Fuel prices will remain fairly stable in the first pricing window in May.
This is a prediction by the Institute for Energy Security (IES).
According to the institute, the slight fall of Brent crude price, stability of the fuel stock levels among other factors will ensure the stability of fuel prices.
The IES further hints that the stabilization is as a result of stiff competition for market share among the various Oil Marketing Companies (OMCs) which will cause prices at the pumps to see a further dip if the prevailing competition continues.
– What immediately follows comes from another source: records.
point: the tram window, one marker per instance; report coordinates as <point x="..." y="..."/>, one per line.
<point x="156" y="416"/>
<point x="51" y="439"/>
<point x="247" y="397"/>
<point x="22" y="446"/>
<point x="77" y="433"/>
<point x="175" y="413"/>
“When you look at the indicators for determining prices of fuel, you look at oil, you also look at the exchange rate that is the cedi-dollar rate, then you look at the finished products on the world markets. The prices of both gasoline and oil fairly did not change. It ranged between 0.59% about 1% for both products,” the Principal Research Analyst at IES, Richmond Rockson told Citi Business News.
He added, “When you also look at the cedi, although it appreciated, it was really marginal. The cedi moved from about an average of Ghc4.22 to about Ghc4.18 as compared to the previous window. Putting it together you realize that there is no significant indicator that would affect price this time round.”
Richmond Rockson further advised the OMCs to endeavor to reduce prices further when they deem appropriate.
“So we are expecting that prices will remain fairly stable. We also urge OMC’s to reduce their prices marginally.”